Co-colonization with these two microorganisms may contribute to the damage of the airways of these patients with a major impact on their clinical outcome.
The findings were featured in the study “Co-colonisation with Aspergillus fumigatus and Pseudomonas aeruginosa is associated with poorer health in cystic fibrosis patients: an Irish registry analysis,” published in the journal BMC Pulmonary Medicine.
CF patients are at risk of contracting lung infections because of their thick airway mucus and inability to effectively clear it. Lung infections are not only responsible for CF patients’ decreased lung function but also for to up 95 percent of the deaths associated with the disease. Given so, it is important to understand and identify the clinical implications of microorganism infections on this very susceptible population.
Researchers evaluated the incidence of persistent and intermittent colonization with PA bacterium or AF fungi, and possible associations with clinical status of CF patients.
Both these microorganisms were previously reported as the most common bacterium and fungi found in 40 to 60 percent of CF patients. After evaluating data collected from the Cystic Fibrosis Registry of Ireland (CFRI) database, researchers found that the incidence of these microorganisms in the Irish population was lower than previously reported.
From a total of 749 patients with CF evaluated, 11 percent presented AF infection; PA infection was found in 31 percent; and only about 3 percent of the patients presented co-infection with both microorganisms.
Co-colonization with AF and PA was found to be associated with reduced lung function, with 13.8 percent reduction in forced expiratory volume. In addition, these patients also presented higher levels of exacerbations, hospitalizations, and antimicrobial drugs usage compared to non-colonized patients.

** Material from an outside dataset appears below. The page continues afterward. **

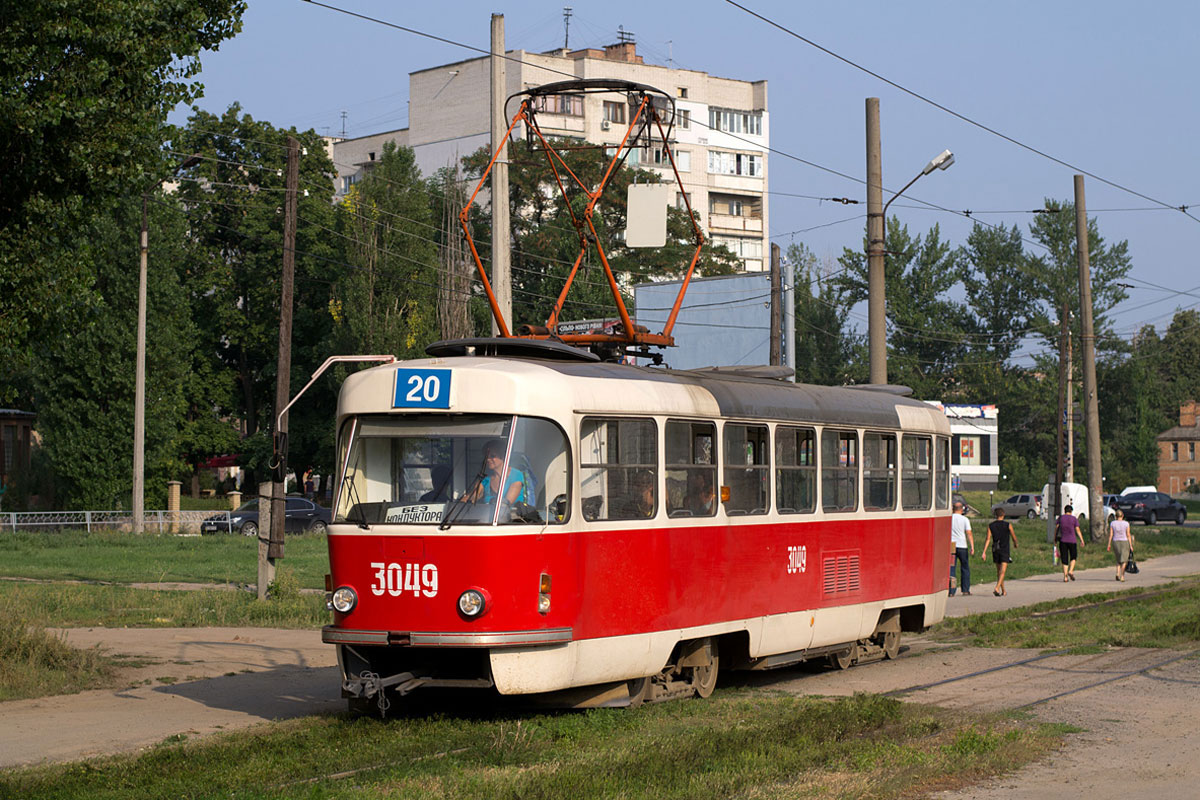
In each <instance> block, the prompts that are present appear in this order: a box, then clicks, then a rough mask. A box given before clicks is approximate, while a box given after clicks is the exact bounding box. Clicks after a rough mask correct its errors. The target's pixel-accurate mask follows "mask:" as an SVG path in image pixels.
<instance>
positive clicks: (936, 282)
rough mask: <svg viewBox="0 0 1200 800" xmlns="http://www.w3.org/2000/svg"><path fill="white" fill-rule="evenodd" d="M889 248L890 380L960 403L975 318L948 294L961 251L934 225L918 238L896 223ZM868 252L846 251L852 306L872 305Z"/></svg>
mask: <svg viewBox="0 0 1200 800" xmlns="http://www.w3.org/2000/svg"><path fill="white" fill-rule="evenodd" d="M887 228H888V230H887V235H886V237H884V239H886V242H884V247H886V249H887V257H886V259H884V276H886V282H887V325H888V380H889V381H890V383H896V384H901V385H905V386H910V387H912V390H913V395H914V396H916V397H920V398H928V399H940V398H959V397H960V396H961V393H962V390H964V389H966V391H968V392H970V391H971V389H970V387H962V386H961V385H960V377H959V375H958V367H959V363H960V362H961V361H962V360H964V356H966V355H967V353H968V351H970V344H968V337H967V333H968V327H970V324H971V323H970V314H968V312H967V309H966V308H965V307H964V306H962V303H960V302H955V301H953V300H950V299H949V297H948V296H947V294H948V293H949V291H950V290H952V289H953V288H954V287H955V285H956V284H958V283H959V273H960V269H959V263H960V260H961V258H962V257H961V253H960V251H958V249H955V248H952V247H950V245H949V243H948V242H944V241H942V239H941V231H940V229H938V227H937V225H934V227H932V228H931V229H930V230H929V233H928V234H926V235H925V236H917V237H912V236H911V235H910V234H908V229H907V228H906V227H904V225H901V224H900V221H899V219H898V218H895V217H893V218H892V219H889V221H888V225H887ZM864 253H865V242H864V248H863V251H852V249H850V248H846V249H844V251H842V255H841V258H840V259H839V263H840V264H841V265H842V267H844V269H845V272H844V273H842V275H840V276H838V278H836V283H838V287H839V288H840V289H842V290H844V291H845V293H846V295H845V296H846V299H847V300H848V301H850V302H852V303H856V302H859V301H865V300H866V299H868V265H866V257H865V255H864Z"/></svg>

Overall, these clinical features were comparable to those observed in patients with persistent PA infection.
Finally, the authors reported that patients with persistent PA infection showed a higher prevalence of CF-related diabetes (CFRD) than patients with no infections. This association had been reported previously and it is well accepted in the field that insulin deficiency in these patients is associated with clinical decline.
“We hypothesize that these PA-AF interactions may play a role in the damaging pathology associated with CF airway disease and may explain why patients who are co-colonized with PA and AF have a poorer prognosis than those who are clear of both pathogens,” the authors wrote.
Additional studies on the interaction of these microorganisms are needed to fully understand its relevance for CF progression and severity.